Experimental aortic intimal thickening. I. Morphology and source of intimal cells.

Repair to injury of the rabbit aorta was studied with special attention to the source of new intimal cells. Two types of injury, suture placement and electrocautery, were used to ascertain whether the type of injury significantly modifies the reparative response of the artery. Cell morphology and DNA synthesis, as determined by autoradiographic localization of tritiated thymidine uptake, were studied sequentially during the course of the repair reaction. Suture injury was the more reliable model for these studies because the magnitude of injury was quite comparable between animals, while with cauterization there was considerable variation in the magnitude of injury. The overall reparative response with the two types of injury was, however, similar.
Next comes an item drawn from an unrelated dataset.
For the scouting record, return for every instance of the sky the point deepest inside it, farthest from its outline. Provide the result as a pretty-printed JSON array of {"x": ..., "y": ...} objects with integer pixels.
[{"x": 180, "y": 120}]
Cell division was first seen in the media adjacent to the injured focus and was followed by migration of medial cells into the intima. In the intima, medial cells continued to divide for a few days and then gradually matured from undifferentiated ovoid cells resembling monocytes to morphologically differentiated smooth muscle cells. Medial cells exhibiting DNA synthesis were both differentiated and undifferentiated smooth muscle cells, supporting previous reports that mature as well as undifferentiated smooth muscle cells are capable of mitosis. However, with injury and repair, the migrating cells appeared to be mainly undifferentiated since there was a predominance of these cells early in the repair reaction in the intima.